The canine and premolar roots were parallel on the panoramic radiograph. Cephalometric analysis confirmed an improvement in the soft-tissue profile (Table 1). As documented in previous studies, retraction of the incisors produced beneficial changes in the lip positions,8,9 resulting in a good lip seal, as well as posterior movement of the soft tissue over points A and B,10 leading to an improved nasolabial angle. The upper anterior teeth were ideally inclined, and the inclination of the lower incisors improved significantly; although they remained proclined, no further treatment was considered necessary, given the position of the lower lip and the normalized overjet and overbite. Gingival health was good overall, and the occlusion remained stable after treatment.
Discussion
The T-loop spring, introduced in 1960 by Stoner,11 is an effective device for frictionless mechanics.12 The loop’s position in the interbracket space can be adjusted to produce differential moments: a more anterior placement increases the alpha moment, while a more posterior placement increases the beta moment. As noted by Burstone and Koenig,13 the height and dimensions of the loop also affect the moment-to-force ratio; the loops used in the present case were therefore bent to Burstone’s specifications. To fabricate the spring, TMA wire is recommended because of its excellent mechanical properties and good formability, as well as a lower load-deflection rate than with stainless steel.14
When incorporated with archwires for en masse retraction, T-loops deliver a regulated force system to the teeth, thus improving predictability, as long as the position of the loop and angulations of the bends are properly designed to deliver the forces required for adequate anchorage. This need for precision is a known disadvantage of the T-loop spring: small differences in its positioning or fabrication can produce significant effects,15 as demonstrated by the undesirable rotation and tipping of the lower right canine observed in our patient. T-loop springs can also cause vertical side effects such as extrusion of the posterior teeth; a transpalatal arch can be incorporated to improve vertical control of the molars and thus limit this side effect.

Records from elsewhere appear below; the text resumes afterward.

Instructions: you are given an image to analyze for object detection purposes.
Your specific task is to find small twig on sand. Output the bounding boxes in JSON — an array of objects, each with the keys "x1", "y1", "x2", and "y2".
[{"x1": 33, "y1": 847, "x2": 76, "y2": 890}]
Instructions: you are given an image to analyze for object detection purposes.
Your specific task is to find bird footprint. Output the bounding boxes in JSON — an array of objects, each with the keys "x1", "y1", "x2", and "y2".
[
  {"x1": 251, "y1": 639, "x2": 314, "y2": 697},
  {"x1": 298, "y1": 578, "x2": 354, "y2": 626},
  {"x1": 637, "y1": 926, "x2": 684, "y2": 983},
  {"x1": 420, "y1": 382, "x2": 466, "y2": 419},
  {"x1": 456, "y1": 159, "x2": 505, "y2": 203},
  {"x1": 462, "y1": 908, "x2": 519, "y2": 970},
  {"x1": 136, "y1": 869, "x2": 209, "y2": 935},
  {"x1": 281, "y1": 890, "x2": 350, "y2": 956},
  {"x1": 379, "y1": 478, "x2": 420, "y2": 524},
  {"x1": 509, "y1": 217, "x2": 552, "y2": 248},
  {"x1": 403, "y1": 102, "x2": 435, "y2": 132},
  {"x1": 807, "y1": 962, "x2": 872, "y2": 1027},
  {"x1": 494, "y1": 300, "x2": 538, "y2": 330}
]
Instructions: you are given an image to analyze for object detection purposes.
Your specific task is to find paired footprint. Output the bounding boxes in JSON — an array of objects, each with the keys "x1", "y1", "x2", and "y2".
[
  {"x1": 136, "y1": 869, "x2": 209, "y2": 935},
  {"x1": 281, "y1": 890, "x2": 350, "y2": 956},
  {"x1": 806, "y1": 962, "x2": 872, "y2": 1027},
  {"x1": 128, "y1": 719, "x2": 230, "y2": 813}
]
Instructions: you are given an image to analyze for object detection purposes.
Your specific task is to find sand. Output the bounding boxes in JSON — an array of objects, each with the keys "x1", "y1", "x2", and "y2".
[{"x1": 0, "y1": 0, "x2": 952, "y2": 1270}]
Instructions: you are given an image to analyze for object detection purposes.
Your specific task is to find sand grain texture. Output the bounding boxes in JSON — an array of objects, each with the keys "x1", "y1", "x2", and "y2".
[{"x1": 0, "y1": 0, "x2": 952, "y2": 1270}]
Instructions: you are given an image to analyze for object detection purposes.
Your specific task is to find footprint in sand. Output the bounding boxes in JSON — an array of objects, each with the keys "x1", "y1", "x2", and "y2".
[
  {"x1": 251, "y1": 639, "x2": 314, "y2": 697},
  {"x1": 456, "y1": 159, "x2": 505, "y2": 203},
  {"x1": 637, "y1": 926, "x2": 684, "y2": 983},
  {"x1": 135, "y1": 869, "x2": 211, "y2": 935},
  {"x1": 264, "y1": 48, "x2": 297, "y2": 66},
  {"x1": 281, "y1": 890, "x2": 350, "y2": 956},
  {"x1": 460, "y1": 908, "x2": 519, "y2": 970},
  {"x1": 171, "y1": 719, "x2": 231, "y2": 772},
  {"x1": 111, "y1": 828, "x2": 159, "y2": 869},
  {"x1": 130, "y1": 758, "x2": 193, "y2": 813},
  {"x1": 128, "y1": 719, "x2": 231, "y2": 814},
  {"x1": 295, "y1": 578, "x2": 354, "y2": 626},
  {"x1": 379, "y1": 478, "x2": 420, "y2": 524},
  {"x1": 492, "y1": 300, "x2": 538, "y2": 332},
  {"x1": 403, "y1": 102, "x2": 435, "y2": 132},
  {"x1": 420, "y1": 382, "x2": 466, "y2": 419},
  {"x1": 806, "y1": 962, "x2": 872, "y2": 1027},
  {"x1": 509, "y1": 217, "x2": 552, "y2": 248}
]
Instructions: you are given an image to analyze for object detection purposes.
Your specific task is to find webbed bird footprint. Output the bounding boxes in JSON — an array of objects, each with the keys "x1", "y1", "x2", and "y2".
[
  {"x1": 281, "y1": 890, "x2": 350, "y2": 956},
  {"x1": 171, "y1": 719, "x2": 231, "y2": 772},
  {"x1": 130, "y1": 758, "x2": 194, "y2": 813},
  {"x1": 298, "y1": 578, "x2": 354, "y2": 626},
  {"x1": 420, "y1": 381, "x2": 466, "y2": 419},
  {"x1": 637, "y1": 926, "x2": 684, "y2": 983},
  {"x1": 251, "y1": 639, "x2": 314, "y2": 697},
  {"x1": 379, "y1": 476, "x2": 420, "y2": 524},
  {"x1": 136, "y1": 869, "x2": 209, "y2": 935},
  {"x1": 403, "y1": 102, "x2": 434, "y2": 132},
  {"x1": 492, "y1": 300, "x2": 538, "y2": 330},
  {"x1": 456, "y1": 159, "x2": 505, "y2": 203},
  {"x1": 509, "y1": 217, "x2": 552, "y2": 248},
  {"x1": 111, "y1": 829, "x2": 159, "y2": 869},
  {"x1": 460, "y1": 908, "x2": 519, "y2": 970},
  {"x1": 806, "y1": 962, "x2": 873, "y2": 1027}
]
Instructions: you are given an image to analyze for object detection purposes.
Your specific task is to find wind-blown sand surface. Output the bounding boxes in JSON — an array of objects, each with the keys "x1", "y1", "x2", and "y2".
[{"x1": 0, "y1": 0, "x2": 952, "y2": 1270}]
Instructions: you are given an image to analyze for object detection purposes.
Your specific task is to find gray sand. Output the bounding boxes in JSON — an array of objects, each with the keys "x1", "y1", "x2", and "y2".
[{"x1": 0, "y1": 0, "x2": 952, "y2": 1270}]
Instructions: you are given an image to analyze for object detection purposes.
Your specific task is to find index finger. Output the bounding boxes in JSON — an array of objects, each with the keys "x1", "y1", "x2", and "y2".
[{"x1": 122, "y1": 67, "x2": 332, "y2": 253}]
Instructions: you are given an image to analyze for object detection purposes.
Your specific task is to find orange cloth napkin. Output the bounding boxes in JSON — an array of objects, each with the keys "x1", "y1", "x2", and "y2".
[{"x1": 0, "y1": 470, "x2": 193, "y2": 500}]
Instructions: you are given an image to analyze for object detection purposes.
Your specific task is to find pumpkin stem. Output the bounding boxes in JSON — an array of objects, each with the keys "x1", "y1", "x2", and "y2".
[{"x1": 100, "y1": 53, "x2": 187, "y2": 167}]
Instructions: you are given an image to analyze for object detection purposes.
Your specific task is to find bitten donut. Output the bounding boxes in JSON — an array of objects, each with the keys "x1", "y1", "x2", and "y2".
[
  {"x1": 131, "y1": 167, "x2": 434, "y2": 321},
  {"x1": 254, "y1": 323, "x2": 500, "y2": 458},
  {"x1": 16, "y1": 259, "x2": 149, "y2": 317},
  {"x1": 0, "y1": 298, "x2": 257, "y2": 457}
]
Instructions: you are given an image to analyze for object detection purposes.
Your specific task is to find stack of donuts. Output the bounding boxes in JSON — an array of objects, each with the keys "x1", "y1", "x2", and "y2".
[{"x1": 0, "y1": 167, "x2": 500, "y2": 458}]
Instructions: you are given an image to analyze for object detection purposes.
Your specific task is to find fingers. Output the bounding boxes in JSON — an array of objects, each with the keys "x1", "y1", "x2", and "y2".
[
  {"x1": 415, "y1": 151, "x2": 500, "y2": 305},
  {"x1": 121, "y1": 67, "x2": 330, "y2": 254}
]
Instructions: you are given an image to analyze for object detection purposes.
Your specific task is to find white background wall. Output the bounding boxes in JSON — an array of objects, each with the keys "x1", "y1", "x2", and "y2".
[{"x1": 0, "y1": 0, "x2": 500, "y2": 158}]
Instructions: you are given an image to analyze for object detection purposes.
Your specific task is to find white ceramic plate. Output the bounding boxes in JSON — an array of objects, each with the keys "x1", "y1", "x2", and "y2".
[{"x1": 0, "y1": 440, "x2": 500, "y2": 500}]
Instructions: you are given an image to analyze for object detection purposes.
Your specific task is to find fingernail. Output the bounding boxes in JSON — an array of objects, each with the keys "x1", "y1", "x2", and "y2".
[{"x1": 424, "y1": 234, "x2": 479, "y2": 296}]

Alternatives to the T-loop spring include the PG spring, developed by Gjessing,16 and the closed helical loop. An advantage of the PG spring is that it does not require activation bends, since it generates a moment-to-force ratio of 8.0-9.1:1 to promote canine retraction. In addition, the use of PG springs avoids the inefficient sequence of tipping, bodily movement, and root uprighting often required with T-loops. Nevertheless, PG springs are fabricated from stainless steel, which exerts a higher load-deflection rate than TMA, while T-loops deliver force levels closer to those required for canine translation.17 In comparison to closed helical loops, T-loops also exert less force but an increased moment-to-force ratio after 1mm of activation, as noted in a finite element analysis by Chacko and colleagues.18
In the present case, the combination of premolar extractions and segmental mechanics with T-loop springs successfully resolved the bimaxillary protrusion and crowding while avoiding the roundtripping that would occur with continuous mechanics, demonstrating the advantages of this approach.
FOOTNOTES
- *Registered trademark of Ormco, Brea, CA; www.ormco.com.